The same goes for failures. When you allow yourself to view them as nothing more than failure, then ironically, you also fail to see the important lessons presented by failure, which just perpetuates more of the same.
All too often, we have the tendency to view life’s failures as personal “mistakes.” This not only weighs us down with the idea that we are hopelessly flawed beyond repair; but, it also cripples us from seeing the profound lessons that we are capable of gaining from failed experiences. Why? Because our minds stay far too busy replaying every last detail of the “mistakes” over-and-over again in our heads, until we commit ourselves to the idea that failure = I am a failure.
Talk about driving ourselves crazy! We then wonder why we can’t sleep, stay focused or motivated to take new, more productive actions. We become so bogged down by the fear of failing again that we stifle ourselves from trying anything at all.

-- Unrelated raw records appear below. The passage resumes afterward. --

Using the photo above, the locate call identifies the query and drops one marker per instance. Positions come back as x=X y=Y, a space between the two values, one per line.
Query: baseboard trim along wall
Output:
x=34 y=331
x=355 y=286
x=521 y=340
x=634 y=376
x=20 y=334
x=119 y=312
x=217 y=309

After all, complete stagnation seems far safer than experiencing another failed opportunity.
Rather than getting caught-up in the “mistakes” of the past, how would the past look if you simply saw the learning opportunities from failed experiences? In other words, how would your past look if you believed the universal truth that there actually ARE NO MISTAKES, and only opportunities to learn and grow? It’s surprising how quickly we can move past failures, if we simply allow them to enlighten us with new tidbits of knowledge that aid us in creating better futures.
Failed opportunities from our past are often our greatest tools to teach us more about ourselves, how we can develop and grow, what we need to succeed and who we ultimately want to be. It’s how we incorporate these lessons from the past that determine our futures. It’s also up to us to reframe the past in a way that facilitates guidance towards our biggest goals and greatest opportunities. We either frame the past in a way that enables us to grow, or we risk getting framed by a past, which will only keep us where we’ve been – like it or not.
I read a great quote today that sheds perfect light on this matter:
You are the sail, not the wind. You cannot change the past, but you have the power to change the way it influences your future.